I’ve saved it – just as I saved the photo of the poor Syrian boy who drowned during a crossing with other refugees and washed up on a Turkish beach, lifeless – in the hopes it can inspire me on at least two different levels. First: this is happening, people are suffering and what are you doing about it, Jeanne? You’re not even reporting on it – the very least you could do, that is your skill, if so much can be said of what you know of journalism. That's the first level. 

Second level: I don’t know how to put it, it seems to jar me awake from my daily parenting slumber – something along the lines of thinking that no matter what Leo does, he is an absolute GIFT from GOD that I must cherish every day every day every day. Because to imagine that he could ever have to experience something like this – and to know we are lucky enough that he probably won’t – well, it’s a reminder that we never have hard times. He never does anything that we can’t fix. A day in which he refuses to eat spinach and won’t touch regular milk and doesn’t want to have “quiet time,” well, a day like that, to use the cliché again, is a gift from God. 

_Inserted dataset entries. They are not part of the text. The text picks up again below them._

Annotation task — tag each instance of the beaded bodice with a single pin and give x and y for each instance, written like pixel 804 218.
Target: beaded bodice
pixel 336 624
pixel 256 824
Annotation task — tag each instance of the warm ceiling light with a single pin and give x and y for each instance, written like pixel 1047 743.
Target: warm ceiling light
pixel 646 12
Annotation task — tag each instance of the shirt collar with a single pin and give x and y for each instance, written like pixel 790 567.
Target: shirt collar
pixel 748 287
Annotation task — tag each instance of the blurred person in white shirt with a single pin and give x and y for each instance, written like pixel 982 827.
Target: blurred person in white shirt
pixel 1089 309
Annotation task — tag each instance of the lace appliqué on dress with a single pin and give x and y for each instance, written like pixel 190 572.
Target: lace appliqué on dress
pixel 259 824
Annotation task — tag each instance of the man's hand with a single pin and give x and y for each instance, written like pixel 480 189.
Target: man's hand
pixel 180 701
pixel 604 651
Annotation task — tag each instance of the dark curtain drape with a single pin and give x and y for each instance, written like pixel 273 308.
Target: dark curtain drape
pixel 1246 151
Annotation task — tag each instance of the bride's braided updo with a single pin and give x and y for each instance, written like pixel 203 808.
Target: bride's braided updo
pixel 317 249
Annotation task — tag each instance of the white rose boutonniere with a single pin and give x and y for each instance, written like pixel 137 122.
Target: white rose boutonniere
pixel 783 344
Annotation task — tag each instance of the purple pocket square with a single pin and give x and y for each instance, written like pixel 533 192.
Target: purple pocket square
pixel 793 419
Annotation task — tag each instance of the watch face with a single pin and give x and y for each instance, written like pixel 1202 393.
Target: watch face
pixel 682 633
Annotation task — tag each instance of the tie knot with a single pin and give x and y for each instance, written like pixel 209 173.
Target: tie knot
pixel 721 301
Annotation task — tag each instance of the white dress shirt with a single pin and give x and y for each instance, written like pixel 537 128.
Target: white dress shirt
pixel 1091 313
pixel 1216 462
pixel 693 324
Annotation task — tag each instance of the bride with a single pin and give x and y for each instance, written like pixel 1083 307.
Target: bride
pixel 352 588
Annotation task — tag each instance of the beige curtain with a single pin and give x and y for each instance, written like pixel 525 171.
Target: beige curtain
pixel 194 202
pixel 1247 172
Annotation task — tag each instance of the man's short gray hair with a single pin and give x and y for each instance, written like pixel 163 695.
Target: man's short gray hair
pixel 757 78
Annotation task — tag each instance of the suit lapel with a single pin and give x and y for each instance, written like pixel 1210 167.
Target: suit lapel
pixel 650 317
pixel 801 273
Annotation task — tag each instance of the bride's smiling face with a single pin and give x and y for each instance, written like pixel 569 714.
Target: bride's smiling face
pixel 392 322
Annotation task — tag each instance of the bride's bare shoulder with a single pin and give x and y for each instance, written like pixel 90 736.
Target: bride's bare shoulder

The mother of this little Syrian boy would quite literally give her right arm to have a day like that.

Funny thing, I’ve taped the front page of the Times up on the bedroom wall to the right of this bookshelf I use as a desk/computer stand. I think it’s fairly hidden, you wouldn’t really see the folded paper taped up unless you were standing at the computer – something Mike never does. And that’s an important detail because I'd taped up the photo of the lifeless boy’s body lying on the beach in Turkey and he asked me to take it down. I taped it up for the same reason – WAKE UP JEANNE this is happening, you are so lucky, so lucky to have this boy, your little Leo – all very noble, I suppose, but the image was too much for Mike. 

I don’t blame him; I cherish his reaction in some ways. He cannot countenance all the bad that’s sewn into everyday life on Earth. We humans. For shame. And yet my God I, *I*, need a reminder. Because we will all go on, we will all go about our business and this little boy will be forgotten. But his little face (he looks to be about 4 years old – you-know-who’s-age) – and the unspoken sadness written upon it, his little plaintive stare, are so stunningly sad, the tragedy so stunningly unnecessary, that I need to remember. Give me the strength and the resolve, someone, to remember and to do something about it.